Interesting read btw.
Hi Jafergus,
A big obstacle to fixing that is the fact that Newstart is seen as a payment for people who are not in work, or who may be working a small number of hours. As a result, it phases out completely at a level of earned income that is well below the full time minimum wage. That phase out is what causes the highest point of that PTR curve. It would be difficult to have a smooth curve, peaking around the min wage, without having full time minimum wage workers receive some Newstart, and that would be a complete re-orientation of the way our system works.
Thanks for reading!
Hi Matt,
Actually, it is possible to be a full-time minimum wages worker and still get some Newstart. Check this out:
http://www.fahcsia.gov.au/guides_acts/ssg/ssguide-3/ssguide-3.2/ssguide-3.2.2/ssguide-3.2.2.20.html
Hi Spog,
Thanks for that.
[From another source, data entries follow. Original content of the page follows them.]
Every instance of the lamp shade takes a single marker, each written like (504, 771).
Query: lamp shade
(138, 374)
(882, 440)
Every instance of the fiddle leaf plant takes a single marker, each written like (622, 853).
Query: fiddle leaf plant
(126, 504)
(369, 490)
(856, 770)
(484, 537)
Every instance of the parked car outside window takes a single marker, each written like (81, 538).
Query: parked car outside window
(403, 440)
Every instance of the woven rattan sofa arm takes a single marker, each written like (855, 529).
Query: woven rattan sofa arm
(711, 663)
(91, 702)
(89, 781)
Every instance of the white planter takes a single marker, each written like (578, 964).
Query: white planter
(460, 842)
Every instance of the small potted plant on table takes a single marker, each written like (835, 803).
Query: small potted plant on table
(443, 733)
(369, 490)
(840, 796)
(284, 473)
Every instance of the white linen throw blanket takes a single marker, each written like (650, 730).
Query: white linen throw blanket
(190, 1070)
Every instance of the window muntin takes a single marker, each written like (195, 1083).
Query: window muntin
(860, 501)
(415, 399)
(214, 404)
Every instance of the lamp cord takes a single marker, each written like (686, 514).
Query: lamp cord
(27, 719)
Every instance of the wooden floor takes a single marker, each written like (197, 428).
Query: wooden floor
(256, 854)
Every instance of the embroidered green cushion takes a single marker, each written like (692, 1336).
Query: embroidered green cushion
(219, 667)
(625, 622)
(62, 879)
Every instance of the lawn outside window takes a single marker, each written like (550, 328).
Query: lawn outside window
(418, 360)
On my reading of it, that means that someone working full time could remain “qualified for payment”. However, if they were earning the minimum wage their earnings would be sufficiently high as to result in a Newstart payment of $0, assuming their Working Credit bank is also 0.
So, someone working full-time on a minimum wage could remain “on the books” with Centrelink, but would not receive any payment so long as their earnings remained at that level (again assuming no Working Credit). If that’s the case then I think my suggestion still stands: to redesign the Newstart income test such that a person working full time at the minimum wage could not only be qualified for Newstart, but would actually receive some Newstart payment while working full-time, would represent a significant change to our income support system.
Hi Matt,
What you say is correct for the bog-standard single-rate Newstart cases. However, the guideline mentions 2 categories where the Newstart cutout could exceed full-time minimum wages. The main one is where the Newstart recipient has a pensioner partner. In that case I calculate the rate for the Newstart recipient as still a little over $131 a fortnight even at full-time minimum wages.
The other case involves long term single recipients age 60 or more getting rent assistance as part of their Newstart. At present their cutout is below full-time minimum wages, but the two numbers get quite close together by March 20 each year. If the household compensation element of the carbon package gets up then there’s a very good prospect that the cutout for this particular category will once-again exceed full-time wages.
Also, in the budget the Government announced it was changing the Newstart income test for single parents, introducing a 40 cents in the dollar taper rate. If that happens there will then be a third category of Newstart with a cutout in excess of full-time minimum wages.
Cheers Spog… this is pretty interesting, particularly the 40c taper rate. I had noticed that in the budget (as well as the YA(O) reduced taper), but hadn’t twigged that it would mean that full time minimum wage earners would still be eligible for some payment.